Although new building programs are subject to many design standards, the question about what to do with the many units that will not be remodeled or replaced soon remains. Although design features such as carpeting may be added relatively easily, others, such as private rooms, are more difficult to obtain within the limitations of a fixed-wall environment, especially if high bed demand exists. Some features could be attained at only moderate expense; e.g., increase visibility by rehanging doors.

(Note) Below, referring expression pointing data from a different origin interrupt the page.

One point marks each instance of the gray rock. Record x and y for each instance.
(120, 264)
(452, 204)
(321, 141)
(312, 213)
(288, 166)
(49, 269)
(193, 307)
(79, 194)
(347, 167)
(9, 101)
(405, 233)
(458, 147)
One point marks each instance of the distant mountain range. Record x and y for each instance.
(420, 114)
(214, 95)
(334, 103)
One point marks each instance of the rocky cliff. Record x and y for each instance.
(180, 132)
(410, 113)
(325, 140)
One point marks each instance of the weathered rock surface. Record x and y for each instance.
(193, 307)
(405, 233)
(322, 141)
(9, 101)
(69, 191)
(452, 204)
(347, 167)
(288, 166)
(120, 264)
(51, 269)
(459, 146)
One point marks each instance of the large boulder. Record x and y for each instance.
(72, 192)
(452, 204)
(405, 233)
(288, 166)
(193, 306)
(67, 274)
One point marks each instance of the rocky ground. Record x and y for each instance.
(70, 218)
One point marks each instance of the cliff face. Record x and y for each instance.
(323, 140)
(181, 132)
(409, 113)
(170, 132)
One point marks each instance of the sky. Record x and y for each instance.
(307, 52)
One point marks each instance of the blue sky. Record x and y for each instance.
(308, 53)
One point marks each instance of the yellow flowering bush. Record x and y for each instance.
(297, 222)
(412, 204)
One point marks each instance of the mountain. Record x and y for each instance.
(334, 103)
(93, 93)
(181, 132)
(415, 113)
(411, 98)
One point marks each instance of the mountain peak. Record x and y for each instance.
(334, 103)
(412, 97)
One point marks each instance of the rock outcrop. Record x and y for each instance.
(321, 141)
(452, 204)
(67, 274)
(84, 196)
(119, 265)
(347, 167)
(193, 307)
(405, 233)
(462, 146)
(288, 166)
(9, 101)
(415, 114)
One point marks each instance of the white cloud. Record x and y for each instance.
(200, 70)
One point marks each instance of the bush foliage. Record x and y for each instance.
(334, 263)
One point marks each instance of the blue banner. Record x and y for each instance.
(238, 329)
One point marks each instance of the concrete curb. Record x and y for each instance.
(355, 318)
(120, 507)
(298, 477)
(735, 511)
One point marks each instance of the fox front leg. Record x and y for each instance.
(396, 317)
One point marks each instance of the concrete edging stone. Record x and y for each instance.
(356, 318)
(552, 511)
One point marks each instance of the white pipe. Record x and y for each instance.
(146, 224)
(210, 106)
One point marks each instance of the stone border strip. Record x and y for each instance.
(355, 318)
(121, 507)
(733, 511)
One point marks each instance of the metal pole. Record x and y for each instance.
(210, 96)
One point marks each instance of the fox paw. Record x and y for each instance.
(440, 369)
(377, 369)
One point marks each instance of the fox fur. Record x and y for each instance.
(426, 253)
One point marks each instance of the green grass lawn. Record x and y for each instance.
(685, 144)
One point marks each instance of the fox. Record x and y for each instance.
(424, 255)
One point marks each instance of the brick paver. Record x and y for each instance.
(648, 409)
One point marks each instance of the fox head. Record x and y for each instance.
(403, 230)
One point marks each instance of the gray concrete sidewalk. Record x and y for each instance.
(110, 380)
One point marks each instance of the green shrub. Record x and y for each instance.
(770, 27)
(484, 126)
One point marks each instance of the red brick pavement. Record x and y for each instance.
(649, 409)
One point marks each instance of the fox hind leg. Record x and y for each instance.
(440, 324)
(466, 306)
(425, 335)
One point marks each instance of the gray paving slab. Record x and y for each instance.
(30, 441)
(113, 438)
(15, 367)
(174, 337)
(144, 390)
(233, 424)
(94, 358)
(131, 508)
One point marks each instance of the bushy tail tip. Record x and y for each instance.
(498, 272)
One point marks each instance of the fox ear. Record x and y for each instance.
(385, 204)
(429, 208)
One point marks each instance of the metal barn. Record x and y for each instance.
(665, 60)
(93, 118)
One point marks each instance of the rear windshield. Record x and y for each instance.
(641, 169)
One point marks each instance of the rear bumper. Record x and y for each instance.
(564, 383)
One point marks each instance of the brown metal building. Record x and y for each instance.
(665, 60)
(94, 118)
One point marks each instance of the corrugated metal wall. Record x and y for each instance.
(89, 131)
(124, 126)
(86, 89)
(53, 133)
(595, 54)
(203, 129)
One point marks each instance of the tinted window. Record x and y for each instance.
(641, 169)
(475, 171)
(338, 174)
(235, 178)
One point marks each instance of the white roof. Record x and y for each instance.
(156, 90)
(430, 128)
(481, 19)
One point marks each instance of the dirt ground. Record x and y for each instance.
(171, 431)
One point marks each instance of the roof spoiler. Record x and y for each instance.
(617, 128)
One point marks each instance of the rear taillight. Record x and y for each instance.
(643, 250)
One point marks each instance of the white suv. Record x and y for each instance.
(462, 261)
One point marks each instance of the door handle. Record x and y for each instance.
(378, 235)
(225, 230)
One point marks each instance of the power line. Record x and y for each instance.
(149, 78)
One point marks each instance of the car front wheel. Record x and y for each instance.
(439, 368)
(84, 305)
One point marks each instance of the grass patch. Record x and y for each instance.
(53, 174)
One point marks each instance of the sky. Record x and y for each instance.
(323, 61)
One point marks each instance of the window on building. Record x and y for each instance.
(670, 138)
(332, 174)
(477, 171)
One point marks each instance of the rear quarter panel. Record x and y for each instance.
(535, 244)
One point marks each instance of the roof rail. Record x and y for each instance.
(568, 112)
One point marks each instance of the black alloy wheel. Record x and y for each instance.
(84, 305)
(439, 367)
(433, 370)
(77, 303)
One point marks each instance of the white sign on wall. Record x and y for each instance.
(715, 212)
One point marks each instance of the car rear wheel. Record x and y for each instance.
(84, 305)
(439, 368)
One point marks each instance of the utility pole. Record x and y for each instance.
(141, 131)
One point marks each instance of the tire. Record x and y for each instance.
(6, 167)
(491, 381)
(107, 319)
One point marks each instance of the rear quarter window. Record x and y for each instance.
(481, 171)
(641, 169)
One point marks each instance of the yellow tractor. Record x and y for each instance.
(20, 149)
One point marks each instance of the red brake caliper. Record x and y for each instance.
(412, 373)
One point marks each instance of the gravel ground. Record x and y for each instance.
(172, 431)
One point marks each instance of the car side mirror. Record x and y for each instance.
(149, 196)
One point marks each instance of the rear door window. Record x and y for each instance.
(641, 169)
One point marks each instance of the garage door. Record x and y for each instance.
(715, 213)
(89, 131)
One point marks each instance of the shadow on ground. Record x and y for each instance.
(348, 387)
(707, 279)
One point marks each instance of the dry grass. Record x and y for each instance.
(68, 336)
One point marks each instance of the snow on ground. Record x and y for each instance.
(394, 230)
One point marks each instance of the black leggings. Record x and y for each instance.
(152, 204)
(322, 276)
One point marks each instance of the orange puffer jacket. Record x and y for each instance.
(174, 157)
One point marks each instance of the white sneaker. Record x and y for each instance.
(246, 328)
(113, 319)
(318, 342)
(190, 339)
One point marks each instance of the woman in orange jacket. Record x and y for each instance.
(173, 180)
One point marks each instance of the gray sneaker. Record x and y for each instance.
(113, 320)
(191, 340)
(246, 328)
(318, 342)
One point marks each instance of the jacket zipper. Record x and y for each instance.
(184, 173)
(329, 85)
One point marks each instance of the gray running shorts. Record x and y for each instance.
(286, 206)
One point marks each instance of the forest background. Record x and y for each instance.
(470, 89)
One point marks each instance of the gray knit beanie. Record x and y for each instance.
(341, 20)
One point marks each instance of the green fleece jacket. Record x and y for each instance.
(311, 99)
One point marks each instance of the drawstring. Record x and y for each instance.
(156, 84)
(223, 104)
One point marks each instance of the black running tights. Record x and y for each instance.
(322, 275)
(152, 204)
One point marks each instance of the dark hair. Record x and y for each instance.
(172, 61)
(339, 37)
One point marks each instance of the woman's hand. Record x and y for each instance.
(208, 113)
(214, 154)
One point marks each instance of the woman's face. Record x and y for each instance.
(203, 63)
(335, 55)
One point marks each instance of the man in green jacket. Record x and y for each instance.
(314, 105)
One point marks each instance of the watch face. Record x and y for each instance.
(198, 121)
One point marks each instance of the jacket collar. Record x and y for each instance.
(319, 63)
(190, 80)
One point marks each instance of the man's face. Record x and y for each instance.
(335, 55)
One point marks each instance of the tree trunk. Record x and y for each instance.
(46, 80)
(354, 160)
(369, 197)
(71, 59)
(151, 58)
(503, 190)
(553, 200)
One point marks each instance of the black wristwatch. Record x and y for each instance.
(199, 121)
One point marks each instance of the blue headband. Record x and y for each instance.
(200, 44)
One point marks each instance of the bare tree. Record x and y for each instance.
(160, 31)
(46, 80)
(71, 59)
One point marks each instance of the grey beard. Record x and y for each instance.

Identifying priorities for these actions within a resource-constrained health care system is necessary. Future researchers should provide comparisons of resource investments by outcome. Our observation that personnel on units had already started to change the physical environment indicates that staff members have begun to seek solutions. What is missing is research that can show estimates not only of how these changes may influence outcomes but also how multiple design elements influence one another. Nurse researchers have a vital role in informing hospital and nursing administrators as well as funders about this topic. Although architects, system designers, and others have important roles in determining hospital design, nurse researchers bring special insight into identifying clinical and workforce issues that may influence the utility of any design and, ultimately, patient outcomes.